Macri’s government stands accused of both seeking to revive the 1990s neoliberal agenda whilst also reversing the social progress achieved by the governments of Nestor Kirchner and Cristina Fernandez (2003-2015). Over a year into his term, distinct changes but also certain continuities can be observed between Macri and his predecessors. Rapprochement with the US through a personal relationship with Donald Trump and a desire to attract Foreign Direct Investment (FDI), a large devaluation, and large cuts to public utility subsidies have been matched with more gradual policies such as the maintenance of socially progressive policies and the prioritisation of economic growth over inflation targeting.
What is the significance of this project?
Argentina is a development enigma. It is one of the only examples of a country that achieved developed status, and then "lost" it. Maintaining and refreshing our understanding of Argentine development and associated state-market and state-society relationships is key to understanding not only Argentina, but also developing key lessons regarding the current dynamics of development politics globally. In the context of spluttering emerging markets worldwide, Brexit, the election of Donald Trump and the apparent return to (neo)mercantilist policies in the USA, and an ever-present threat of a Chinese economic crisis understanding the form and function of a key emerging market with a chequered history of development is key.
What are the goals of the project?
I will be conducting necessary preparation activities in the first half of 2017. This will include exploring some preliminary findings with other relevant experts at a local (UK) conference in April 2017. The vast majority of the funds are for fieldwork expenses, which will be conducted in August 2017 in the city of Buenos Aires. Using a pre-established network as a result of many years living, working, and studying in Argentina I will be conducting semi-structured elite interviews with a number of key stakeholders (ranging from bankers, domestic corporations, Trade Unionists, government officials, and TNCs) in order to develop a rich empirical (qualitative) data set that can be complemented with more quantitative analysis that can be conducted within my institution.
This budget is intended to cover the costs associated with preparation for and conduct of fieldwork in Buenos Aires. The SLAS Annual Conference in April 2017 will be a great opportunity to present initial literature review findings to an expert audience, and offer invaluable preparation for the fieldwork. The fieldwork will be conducted in Buenos Aires during the month of August 2017. The timing is so that no additional funds are necessary to cover any of my teaching or administrative duties during semester time.
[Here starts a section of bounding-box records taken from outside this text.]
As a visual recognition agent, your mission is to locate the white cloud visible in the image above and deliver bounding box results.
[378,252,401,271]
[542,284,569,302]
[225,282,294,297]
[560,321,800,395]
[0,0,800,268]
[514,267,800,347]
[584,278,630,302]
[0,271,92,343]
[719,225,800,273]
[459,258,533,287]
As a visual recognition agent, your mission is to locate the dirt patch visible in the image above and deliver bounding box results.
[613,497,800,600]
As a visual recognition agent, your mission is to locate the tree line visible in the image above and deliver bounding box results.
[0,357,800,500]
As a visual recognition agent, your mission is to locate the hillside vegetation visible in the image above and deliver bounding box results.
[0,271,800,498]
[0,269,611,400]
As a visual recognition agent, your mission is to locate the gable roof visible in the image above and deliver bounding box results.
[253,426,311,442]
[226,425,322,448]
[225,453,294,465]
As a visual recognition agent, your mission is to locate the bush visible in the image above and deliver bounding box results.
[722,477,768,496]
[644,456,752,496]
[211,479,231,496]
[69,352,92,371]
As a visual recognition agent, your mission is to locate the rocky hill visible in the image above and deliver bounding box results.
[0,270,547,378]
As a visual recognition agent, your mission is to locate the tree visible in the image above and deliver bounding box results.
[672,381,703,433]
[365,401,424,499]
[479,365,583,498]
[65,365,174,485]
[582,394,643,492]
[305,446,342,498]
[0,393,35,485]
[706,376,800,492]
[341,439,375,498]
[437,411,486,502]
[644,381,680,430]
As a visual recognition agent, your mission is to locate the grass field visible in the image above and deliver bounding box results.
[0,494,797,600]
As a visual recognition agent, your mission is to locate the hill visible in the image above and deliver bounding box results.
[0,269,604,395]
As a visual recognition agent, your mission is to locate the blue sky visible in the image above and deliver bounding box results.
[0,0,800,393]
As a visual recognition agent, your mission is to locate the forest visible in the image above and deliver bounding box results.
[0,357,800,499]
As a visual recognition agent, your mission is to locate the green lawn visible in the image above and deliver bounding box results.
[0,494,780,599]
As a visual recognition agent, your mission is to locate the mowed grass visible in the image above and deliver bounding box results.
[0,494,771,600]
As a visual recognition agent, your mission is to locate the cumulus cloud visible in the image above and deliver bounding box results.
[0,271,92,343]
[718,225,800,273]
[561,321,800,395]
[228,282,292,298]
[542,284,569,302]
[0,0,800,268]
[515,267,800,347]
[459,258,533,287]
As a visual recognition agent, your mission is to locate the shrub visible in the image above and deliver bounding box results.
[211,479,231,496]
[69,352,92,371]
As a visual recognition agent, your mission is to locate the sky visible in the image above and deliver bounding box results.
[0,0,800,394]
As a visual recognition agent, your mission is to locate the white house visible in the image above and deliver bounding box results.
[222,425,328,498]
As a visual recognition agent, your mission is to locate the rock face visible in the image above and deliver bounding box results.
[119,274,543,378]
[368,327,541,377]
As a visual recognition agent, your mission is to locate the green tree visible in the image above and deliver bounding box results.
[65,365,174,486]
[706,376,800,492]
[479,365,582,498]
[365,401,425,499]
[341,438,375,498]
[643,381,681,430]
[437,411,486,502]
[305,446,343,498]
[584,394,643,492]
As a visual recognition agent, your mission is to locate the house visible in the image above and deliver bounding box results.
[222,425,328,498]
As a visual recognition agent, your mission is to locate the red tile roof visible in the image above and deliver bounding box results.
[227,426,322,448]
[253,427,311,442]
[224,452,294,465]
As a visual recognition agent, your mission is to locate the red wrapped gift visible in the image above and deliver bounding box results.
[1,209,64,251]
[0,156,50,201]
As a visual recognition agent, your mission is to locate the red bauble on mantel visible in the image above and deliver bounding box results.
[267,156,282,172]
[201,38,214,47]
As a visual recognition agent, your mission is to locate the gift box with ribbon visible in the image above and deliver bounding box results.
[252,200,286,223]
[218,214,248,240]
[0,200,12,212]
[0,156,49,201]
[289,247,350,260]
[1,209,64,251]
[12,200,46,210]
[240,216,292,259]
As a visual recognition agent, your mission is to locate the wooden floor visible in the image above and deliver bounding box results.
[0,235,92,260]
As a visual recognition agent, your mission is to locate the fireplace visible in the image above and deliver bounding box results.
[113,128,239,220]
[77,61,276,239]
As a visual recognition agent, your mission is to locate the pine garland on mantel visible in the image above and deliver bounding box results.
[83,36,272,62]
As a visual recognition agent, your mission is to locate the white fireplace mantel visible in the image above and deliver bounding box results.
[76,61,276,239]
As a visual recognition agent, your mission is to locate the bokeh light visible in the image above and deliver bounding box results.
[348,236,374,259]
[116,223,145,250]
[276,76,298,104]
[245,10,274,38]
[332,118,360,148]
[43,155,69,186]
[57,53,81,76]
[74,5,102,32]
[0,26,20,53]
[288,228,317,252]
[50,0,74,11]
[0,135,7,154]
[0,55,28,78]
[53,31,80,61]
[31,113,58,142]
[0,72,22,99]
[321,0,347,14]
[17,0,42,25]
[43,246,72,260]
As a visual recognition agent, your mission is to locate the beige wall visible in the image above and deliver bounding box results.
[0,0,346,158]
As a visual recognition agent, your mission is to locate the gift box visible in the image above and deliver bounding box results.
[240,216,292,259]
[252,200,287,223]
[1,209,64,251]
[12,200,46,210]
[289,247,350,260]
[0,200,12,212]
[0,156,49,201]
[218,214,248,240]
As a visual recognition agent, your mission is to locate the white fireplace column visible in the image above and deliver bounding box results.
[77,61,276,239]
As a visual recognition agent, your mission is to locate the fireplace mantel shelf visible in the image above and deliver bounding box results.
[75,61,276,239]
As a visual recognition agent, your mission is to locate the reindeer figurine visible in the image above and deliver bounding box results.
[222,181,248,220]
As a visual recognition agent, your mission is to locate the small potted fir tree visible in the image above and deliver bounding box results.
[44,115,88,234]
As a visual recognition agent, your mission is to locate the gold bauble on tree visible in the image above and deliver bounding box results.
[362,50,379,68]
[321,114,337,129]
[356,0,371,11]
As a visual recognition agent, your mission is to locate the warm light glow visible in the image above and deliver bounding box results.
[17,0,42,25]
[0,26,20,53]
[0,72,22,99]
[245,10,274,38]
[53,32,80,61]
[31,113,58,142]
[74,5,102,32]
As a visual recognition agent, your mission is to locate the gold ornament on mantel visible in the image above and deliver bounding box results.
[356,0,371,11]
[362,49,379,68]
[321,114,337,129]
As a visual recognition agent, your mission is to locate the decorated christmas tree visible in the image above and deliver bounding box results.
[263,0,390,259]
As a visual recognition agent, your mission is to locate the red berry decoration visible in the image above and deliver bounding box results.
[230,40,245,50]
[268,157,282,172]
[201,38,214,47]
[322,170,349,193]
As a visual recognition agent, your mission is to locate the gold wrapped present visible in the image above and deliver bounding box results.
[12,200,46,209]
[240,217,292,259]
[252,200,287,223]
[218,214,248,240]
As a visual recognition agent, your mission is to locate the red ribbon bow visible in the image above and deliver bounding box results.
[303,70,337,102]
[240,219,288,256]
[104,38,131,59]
The accommodation costs are relatively low as I intend to use informal personal networks where possible.
Meet the Team
My name is Christopher Wylde and I hold a PhD from the University of Leeds in Argentine post-crisis development. I am an Associate Professor of International Relations at Richmond, the American International University in London. I also hold a Visiting Research Fellowship at the Institute of Latin American Studies (ILAS) at the School of Advanced Study (SAS), University of London. I have published numerous articles and chapters on Argentina and post-neoliberalism, including articles in New Political Economy, the Bulletin of Latin American Research, Iconos: Revista de Ciencias Sociales, and the Journal of International Relations and Development. I have also published two books: Latin America after Neoliberalism (2012) and Argentina since 2001: Reclaiming the Past, Recovering the Future (2014, co-edited with Cara Levey and Daniel Ozarow) (both with Palgrave Macmillan); as well as authoring two forthcoming books: Emerging Markets and the State (Springer) and The International Handbook of South American Governance (Routledge), co-edited with Pia Riggirozzi (Southampton).